Cascaded Sparse Autoencoders Learn Multi-Level Visual Concepts in Multimodal LLMs

2026-06-15Computer Vision and Pattern Recognition

Computer Vision and Pattern RecognitionArtificial IntelligenceMachine Learning
AI summary

The authors explore ways to make visual features inside multimodal large language models (MLLMs) easier to understand. They introduce a new method called cascaded sparse autoencoders (CSAEs) that organizes visual concepts hierarchically by learning higher-level ideas from lower-level features. This method helps reveal more meaningful groups of visual concepts compared to older methods that only find flat features. Their experiments show CSAEs improve the clarity of these concept groupings and allow better control over model outputs by steering groups of related concepts. Overall, the authors provide a tool to better interpret and manipulate how MLLMs understand images.
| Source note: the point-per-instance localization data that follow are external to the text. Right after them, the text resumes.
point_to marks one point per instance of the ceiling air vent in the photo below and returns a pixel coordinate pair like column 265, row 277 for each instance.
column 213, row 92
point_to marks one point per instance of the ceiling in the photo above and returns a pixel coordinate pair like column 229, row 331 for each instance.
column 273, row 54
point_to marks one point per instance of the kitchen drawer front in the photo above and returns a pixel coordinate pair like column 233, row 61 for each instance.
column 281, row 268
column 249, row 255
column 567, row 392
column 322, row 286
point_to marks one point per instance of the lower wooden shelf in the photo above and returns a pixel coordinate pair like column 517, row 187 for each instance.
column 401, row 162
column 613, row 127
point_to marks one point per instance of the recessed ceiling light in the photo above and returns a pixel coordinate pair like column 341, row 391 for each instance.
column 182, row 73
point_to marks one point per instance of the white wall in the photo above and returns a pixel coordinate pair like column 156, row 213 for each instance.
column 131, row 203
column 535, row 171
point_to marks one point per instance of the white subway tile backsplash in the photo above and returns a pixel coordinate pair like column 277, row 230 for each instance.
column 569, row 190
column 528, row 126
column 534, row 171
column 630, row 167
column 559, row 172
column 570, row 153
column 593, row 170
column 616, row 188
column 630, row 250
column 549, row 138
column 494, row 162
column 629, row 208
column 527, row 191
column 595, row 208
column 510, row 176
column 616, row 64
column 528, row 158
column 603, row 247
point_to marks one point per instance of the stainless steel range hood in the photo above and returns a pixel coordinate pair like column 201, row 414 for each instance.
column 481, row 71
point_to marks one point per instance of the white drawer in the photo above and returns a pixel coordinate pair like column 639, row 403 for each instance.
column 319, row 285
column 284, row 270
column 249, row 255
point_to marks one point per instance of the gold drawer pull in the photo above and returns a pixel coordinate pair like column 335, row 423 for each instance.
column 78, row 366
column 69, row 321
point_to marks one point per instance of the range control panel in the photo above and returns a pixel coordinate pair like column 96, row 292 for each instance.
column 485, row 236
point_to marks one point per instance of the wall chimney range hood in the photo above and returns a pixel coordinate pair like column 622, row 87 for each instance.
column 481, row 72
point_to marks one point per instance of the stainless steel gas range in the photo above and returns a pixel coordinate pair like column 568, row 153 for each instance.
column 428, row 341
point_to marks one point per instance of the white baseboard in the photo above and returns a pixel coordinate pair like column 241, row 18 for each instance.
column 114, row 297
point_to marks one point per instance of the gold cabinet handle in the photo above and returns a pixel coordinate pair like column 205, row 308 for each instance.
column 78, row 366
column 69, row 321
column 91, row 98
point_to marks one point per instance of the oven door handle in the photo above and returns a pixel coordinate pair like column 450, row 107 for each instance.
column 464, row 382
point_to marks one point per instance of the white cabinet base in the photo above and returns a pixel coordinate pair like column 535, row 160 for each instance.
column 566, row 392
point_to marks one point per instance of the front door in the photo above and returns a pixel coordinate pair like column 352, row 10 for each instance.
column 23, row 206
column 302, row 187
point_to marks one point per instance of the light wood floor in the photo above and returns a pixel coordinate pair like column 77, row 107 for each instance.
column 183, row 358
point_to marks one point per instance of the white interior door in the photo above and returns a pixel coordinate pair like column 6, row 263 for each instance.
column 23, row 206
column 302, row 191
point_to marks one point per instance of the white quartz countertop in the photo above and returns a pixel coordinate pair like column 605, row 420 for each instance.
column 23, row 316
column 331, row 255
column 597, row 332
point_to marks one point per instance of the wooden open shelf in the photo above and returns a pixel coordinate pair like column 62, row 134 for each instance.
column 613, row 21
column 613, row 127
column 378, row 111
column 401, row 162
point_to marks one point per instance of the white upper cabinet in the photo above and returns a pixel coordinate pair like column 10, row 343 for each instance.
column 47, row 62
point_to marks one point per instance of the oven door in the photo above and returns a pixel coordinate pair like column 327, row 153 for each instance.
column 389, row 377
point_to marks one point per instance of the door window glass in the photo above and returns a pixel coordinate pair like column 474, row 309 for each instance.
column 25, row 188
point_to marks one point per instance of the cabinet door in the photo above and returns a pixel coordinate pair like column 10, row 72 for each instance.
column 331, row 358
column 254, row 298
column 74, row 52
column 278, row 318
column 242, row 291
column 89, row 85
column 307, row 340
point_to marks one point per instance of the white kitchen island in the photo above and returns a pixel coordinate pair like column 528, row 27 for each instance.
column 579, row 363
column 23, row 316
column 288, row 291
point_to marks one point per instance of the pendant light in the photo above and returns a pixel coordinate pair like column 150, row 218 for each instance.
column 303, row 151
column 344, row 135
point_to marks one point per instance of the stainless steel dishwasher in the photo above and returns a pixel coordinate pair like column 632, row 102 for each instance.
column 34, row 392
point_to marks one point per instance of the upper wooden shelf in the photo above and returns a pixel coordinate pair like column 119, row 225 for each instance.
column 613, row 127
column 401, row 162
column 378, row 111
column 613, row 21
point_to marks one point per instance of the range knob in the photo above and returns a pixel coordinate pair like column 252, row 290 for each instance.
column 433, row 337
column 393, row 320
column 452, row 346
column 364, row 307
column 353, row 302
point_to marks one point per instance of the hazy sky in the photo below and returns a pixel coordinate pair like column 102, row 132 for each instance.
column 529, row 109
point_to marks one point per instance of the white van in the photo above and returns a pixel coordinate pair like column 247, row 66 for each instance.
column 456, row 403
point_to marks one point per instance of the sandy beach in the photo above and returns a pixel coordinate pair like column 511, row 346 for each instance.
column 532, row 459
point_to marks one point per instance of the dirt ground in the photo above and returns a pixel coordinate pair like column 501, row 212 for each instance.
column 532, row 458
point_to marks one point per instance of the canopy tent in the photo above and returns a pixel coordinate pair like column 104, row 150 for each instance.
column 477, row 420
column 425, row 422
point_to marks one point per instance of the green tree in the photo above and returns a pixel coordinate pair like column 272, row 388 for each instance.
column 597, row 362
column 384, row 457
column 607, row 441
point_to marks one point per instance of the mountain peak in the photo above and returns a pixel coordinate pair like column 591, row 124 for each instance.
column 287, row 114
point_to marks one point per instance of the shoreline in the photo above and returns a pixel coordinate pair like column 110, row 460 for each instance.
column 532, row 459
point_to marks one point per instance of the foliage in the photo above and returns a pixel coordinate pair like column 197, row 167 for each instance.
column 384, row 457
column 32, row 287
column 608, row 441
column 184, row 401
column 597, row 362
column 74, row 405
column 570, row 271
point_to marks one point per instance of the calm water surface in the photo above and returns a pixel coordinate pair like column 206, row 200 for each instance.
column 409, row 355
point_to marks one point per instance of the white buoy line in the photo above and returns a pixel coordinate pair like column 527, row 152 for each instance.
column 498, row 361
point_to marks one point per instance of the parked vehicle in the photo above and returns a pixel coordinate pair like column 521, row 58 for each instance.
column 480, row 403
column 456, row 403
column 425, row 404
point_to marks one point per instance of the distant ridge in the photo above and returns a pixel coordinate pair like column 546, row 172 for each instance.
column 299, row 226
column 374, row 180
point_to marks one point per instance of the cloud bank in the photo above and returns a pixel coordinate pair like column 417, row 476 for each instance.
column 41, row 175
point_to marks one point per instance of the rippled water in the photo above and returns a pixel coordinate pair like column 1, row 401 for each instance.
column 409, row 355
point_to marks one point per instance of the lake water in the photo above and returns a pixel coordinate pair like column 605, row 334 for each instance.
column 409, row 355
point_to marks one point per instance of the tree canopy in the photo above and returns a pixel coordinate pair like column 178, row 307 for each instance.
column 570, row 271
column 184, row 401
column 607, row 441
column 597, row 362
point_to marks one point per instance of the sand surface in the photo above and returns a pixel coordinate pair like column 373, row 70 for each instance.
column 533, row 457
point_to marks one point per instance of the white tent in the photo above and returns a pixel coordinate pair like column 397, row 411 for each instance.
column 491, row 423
Multimodal Large Language ModelsSparse AutoencodersHierarchical ConceptsVisual RepresentationsModel InterpretabilityFeature DecompositionConcept SteeringQwen3-VLGemma-3LLaVA
Authors
Yusong Zhao, Hengyi Wang, Tanuja Ganu, Akshay Nambi, Hao Wang
Abstract
Multimodal Large Language Models (MLLMs) have demonstrated strong performance on vision-language tasks, yet their internal visual representations remain difficult to interpret. Sparse Autoencoders (SAEs) provide a scalable way to decompose dense model activations into sparse, interpretable features. However, existing SAE architectures primarily recover flat feature dictionaries and are less suited for explicit multi-level concept organization. In this paper, we introduce cascaded sparse autoencoders (CSAEs) for learning hierarchical visual concepts in MLLMs. Rather than nesting or stacking SAE sparse activation codes, CSAEs train a second-level SAE directly on the decoder weights of the first-level SAE, treating learned low-level feature directions as inputs for higher-level abstraction. This design enables CSAEs to learn "concepts of concepts" while avoiding drawbacks from the shared-prefix coupling of nesting, Matryoshka-style hierarchies and the bottlenecks of naively stacked SAEs. Experiments across Qwen3-VL, Gemma-3, and LLaVA on multiple visual datasets show that CSAEs improve interpretability in terms of hierarchical concept coherence over state-of-the-art SAE baselines. Results on concept steering further demonstrate that the learned concept groups support effective group-level interventions in MLLM outputs.